At all points where there is an electric field, it is radially outward. For each part of the problem, use a Gaussian surface in the form of a sphere that is concentric with the sphere of charge and passes through the point where the electric field is to be found. The field is uniform on the surface, so \oint \vec{E} \cdot d \vec{A}=4 \pi r^2 E , where r is the radius of the Gaussian surface.
For r < a, the charge enclosed by the Gaussian surface is q_1(r/a)³ . Gauss’ law yields
4 \pi r^2 E=\left(\frac{q_1}{\varepsilon_0}\right)\left(\frac{r}{a}\right)^3 \Rightarrow E=\frac{q_1 r}{4 \pi \varepsilon_0 a^3} .
(a) For r = 0, the above equation implies E = 0.
(b) For r = a/2, we have
E=\frac{q_1(a / 2)}{4 \pi \varepsilon_0 a^3}=\frac{\left(8.99 \times 10^9\, N \cdot m ^2 / C ^2\right)\left(5.00 \times 10^{-15} \,C \right)}{2\left(2.00 \times 10^{-2} \,m \right)^2}=5.62 \times 10^{-2} \,N / C .
(c) For r = a, we have
E=\frac{q_1}{4 \pi \varepsilon_0 a^2}=\frac{\left(8.99 \times 10^9\, N \cdot m ^2 / C ^2\right)\left(5.00 \times 10^{-15} \,C \right)}{\left(2.00 \times 10^{-2} \,m \right)^2}=0.112 \,N / C \text {. }
In the case where a < r < b, the charge enclosed by the Gaussian surface is q_1, so Gauss’ law leads to
4 \pi r^2 E=\frac{q_1}{\varepsilon_0} \Rightarrow E=\frac{q_1}{4 \pi \varepsilon_0 r^2} .

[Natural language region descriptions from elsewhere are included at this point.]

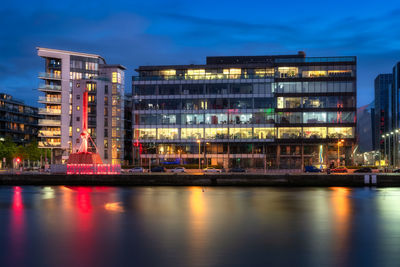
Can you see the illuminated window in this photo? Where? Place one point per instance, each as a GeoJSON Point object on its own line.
{"type": "Point", "coordinates": [314, 132]}
{"type": "Point", "coordinates": [216, 133]}
{"type": "Point", "coordinates": [340, 132]}
{"type": "Point", "coordinates": [289, 133]}
{"type": "Point", "coordinates": [192, 133]}
{"type": "Point", "coordinates": [264, 133]}
{"type": "Point", "coordinates": [264, 72]}
{"type": "Point", "coordinates": [168, 72]}
{"type": "Point", "coordinates": [286, 72]}
{"type": "Point", "coordinates": [167, 133]}
{"type": "Point", "coordinates": [315, 73]}
{"type": "Point", "coordinates": [240, 133]}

(d) For r = 1.50a, we have
E=\frac{q_1}{4 \pi \varepsilon_0 r^2}=\frac{\left(8.99 \times 10^9 \,N \cdot m ^2 / C ^2\right)\left(5.00 \times 10^{-15} \,C \right)}{\left(1.50 \times 2.00 \times 10^{-2} \,m \right)^2}=0.0499 \,N / C \text {. }
(e) In the region b < r < c, since the shell is conducting, the electric field is zero. Thus, for r = 2.30a, we have E = 0.

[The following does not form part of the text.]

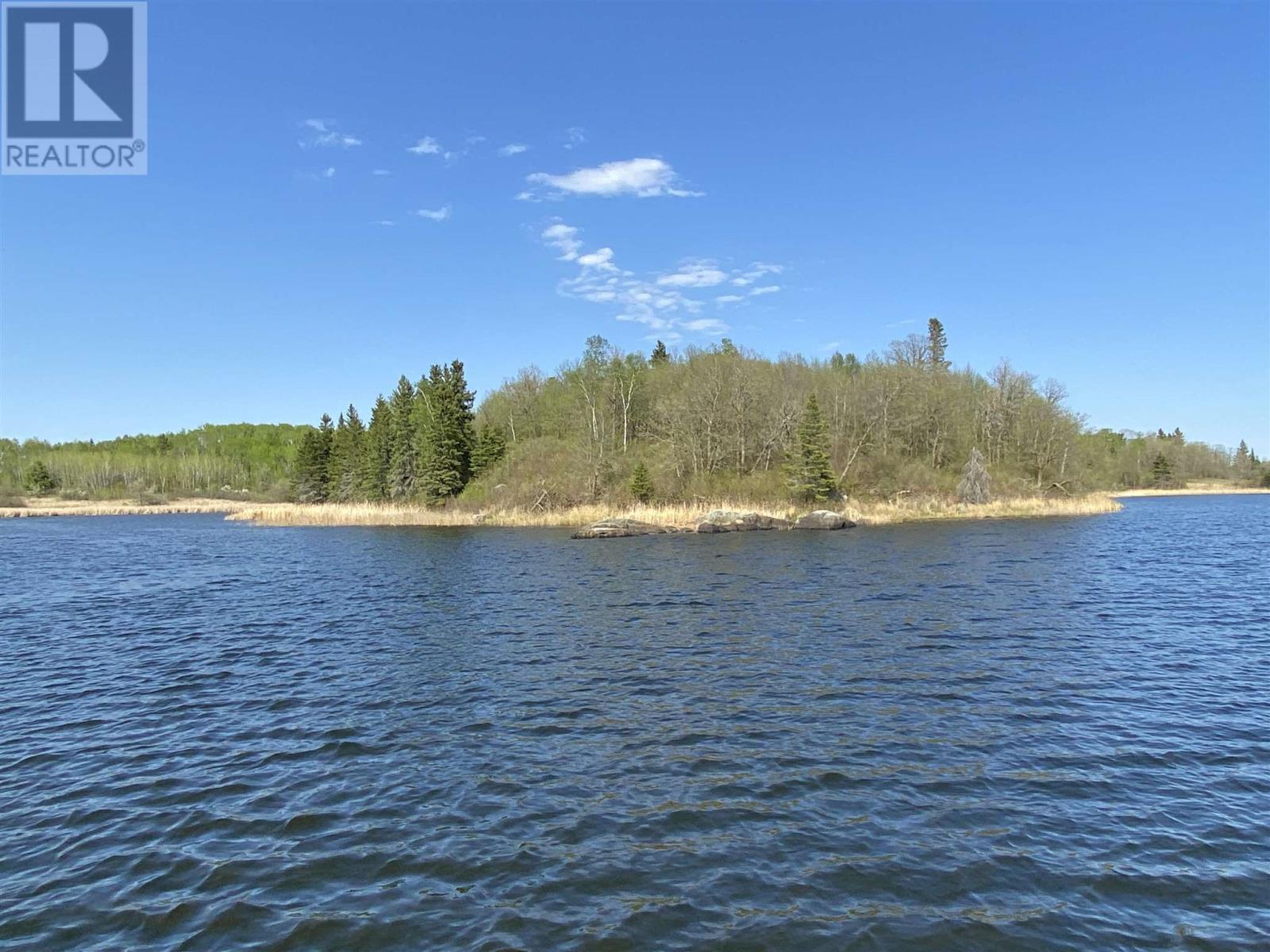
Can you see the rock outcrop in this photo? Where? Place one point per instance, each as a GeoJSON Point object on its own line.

(f) For r > c, the charge enclosed by the Gaussian surface is zero. Gauss’ law yields 4π r²E =0⇒E =0. Thus, E = 0 at r = 3.50a.
(g) Consider a Gaussian surface that lies completely within the conducting shell. Since the electric field is everywhere zero on the surface, Z \vec{E} \cdot d \vec{A}=0 and, according to Gauss’ law, the net charge enclosed by the surface is zero. If Q_i is the charge on the inner surface of the shell, then q_1+Q_i=0 and Q_i=-q_1=-5.00 \,fC .
(h) Let Q_o be the charge on the outer surface of the shell. Since the net charge on the shell is -q, Q_i+Q_0=-q_1 . This means
Q_0=-q_1-Q_i=-q_1-\left(-q_1\right)=0 .